We used to camp in a number of places in both northern Wisconsin and the UP when we were younger and before we bought what he calls "Big Red". My favorite park was McClain's State Park when they had the bunnies. I found a nice chunk of an Amethyst agate the day after we set up camp in a storm. There was snow on the ground when we got up and was the first time I was touched by Michigan snow but not the last.
I am glad you have written about the UP, it's a special place and holds many memories of over 30 years for me and I think Chuck (my ex) also.
Thank you, Priscilla

DC said...

Priscilla, glad you liked it! The UP is a special place... the Copper Country is even specialer (is that a word?!).

Joe said...

Went there this Monday for an afternoon excursion. At first debated climbing the rock face right above the adit, which was easy to find thanks to the cool breeze coming out of the rock pile. Decided it was too steep and too hot out, so took Victoria road to the gate on forest road 642. Hiked up that until we found the foundation for the old fire tower. Just before that we had found the sign for the trail, but since 642 wasn't on there we weren't exactly sure where we were. Headed down the little trail past the fire tower and came across a capped shaft (full of water) with old wooden fencing around it. Just past that we found the main trail where the NCT branches off. We decided to head west first in hopes of coming out somewhere above the adit below, but that didn't happen. Followed the trail along a deep valley until we found the other junction with the NCT. There was a slightly better map here, so we stayed on the loop trail. Crossed a small dam before it started heading downhill. Looked on the gps quick and realized we were going to miss the upper area of the norwich mine, but decided to continue onward. Came across a sign that explained the horse driven hoist for a mine, but we couldn't locate it. A bit further down we came across some stamp heads, other various metal remains, and a large iron pipe, all relatively close to another capped shaft with wooden fencing around it. This one looked dry. There was also a odd looking clearing close by that looked like it may have been a shaft, but turned out to be the remains of a miners home that you mentioned. After that we saw another dam, and eventually the junction with the mule trail heading down to the base of the bluff, but due to it getting late and the sun setting, we decided to continue on the loop and head back up to the first junction. Headed back down 642 to the truck.

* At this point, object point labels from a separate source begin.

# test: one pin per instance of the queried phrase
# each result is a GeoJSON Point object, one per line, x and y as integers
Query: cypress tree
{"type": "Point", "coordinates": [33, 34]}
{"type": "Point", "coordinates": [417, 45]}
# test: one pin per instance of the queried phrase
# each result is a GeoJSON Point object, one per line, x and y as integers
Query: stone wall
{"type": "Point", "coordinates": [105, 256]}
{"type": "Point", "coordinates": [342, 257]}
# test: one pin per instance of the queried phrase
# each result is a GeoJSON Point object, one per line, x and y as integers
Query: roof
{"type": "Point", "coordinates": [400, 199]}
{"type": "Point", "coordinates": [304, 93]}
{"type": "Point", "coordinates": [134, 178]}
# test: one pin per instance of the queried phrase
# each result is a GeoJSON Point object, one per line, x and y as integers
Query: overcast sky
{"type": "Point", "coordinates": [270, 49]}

Unfortunately we didn't see anything of the other things you'd mentioned on this trip. We're hoping to head back in the fall when there are less leaves and see if that helps any. Would love to get in touch and share pictures and gps coordinates if you're interested, we tagged everything we found.

DC said...

Hi Joe, glad you had a good trip! I would also be interested in photos and locations. You can email me at dcclark (at) gmail (dot) com.

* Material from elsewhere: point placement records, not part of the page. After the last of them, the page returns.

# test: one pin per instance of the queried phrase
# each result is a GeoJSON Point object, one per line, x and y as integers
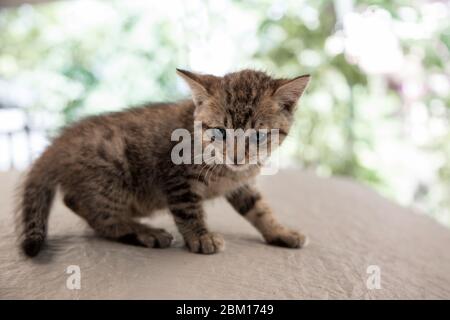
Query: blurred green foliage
{"type": "Point", "coordinates": [388, 129]}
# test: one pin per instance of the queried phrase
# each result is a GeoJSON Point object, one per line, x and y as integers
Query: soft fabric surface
{"type": "Point", "coordinates": [350, 228]}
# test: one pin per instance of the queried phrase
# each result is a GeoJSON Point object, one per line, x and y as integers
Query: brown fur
{"type": "Point", "coordinates": [114, 168]}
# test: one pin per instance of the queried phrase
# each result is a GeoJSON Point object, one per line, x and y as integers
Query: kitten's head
{"type": "Point", "coordinates": [245, 101]}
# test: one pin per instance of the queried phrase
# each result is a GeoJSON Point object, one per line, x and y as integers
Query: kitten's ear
{"type": "Point", "coordinates": [289, 91]}
{"type": "Point", "coordinates": [199, 84]}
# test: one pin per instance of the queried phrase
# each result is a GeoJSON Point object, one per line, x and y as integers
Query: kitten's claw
{"type": "Point", "coordinates": [289, 239]}
{"type": "Point", "coordinates": [156, 238]}
{"type": "Point", "coordinates": [207, 243]}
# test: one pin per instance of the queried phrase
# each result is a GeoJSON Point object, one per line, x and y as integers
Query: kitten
{"type": "Point", "coordinates": [113, 169]}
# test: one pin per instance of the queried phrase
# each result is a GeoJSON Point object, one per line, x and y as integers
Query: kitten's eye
{"type": "Point", "coordinates": [218, 134]}
{"type": "Point", "coordinates": [258, 137]}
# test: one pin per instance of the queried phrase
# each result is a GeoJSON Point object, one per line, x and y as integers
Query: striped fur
{"type": "Point", "coordinates": [115, 168]}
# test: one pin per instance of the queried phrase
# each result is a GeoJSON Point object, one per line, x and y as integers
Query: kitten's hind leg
{"type": "Point", "coordinates": [110, 220]}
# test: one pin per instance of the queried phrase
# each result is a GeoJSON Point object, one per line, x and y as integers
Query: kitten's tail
{"type": "Point", "coordinates": [36, 197]}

venturesomeminority said...

I climbed up to the Hole in the Wall in the late 1990s. It was still very accessible, with some assists from companions. Tough, but not impossible. There was some poison ivy below it, but I wasn't allergic at the time, so it was okay (not the case, now). Dan Urbanski and our crew searched for access for quite a while, but eventually found it. It was a happy day! I'd like to know which mine it was associated with. There is another adit lower on the bluff, along a former road cut in Whiskey Hollow. None of the mine maps I've seen show mines in Whiskey Hollow. That place is so special to me. Dan, an amazing friend and photographer/explorer/botonist/historian, died in the early 2003. This was one of our best finds, done before the internet, GPS, etc. We sat many nights with paper topos and photos from Norwich to find it.

DC said...

That's a great story! I would love to see the Hole in the Wall myself, but never did make it. I never knew Dan, but I've long admired his photography and work with the Porcupine Mountains.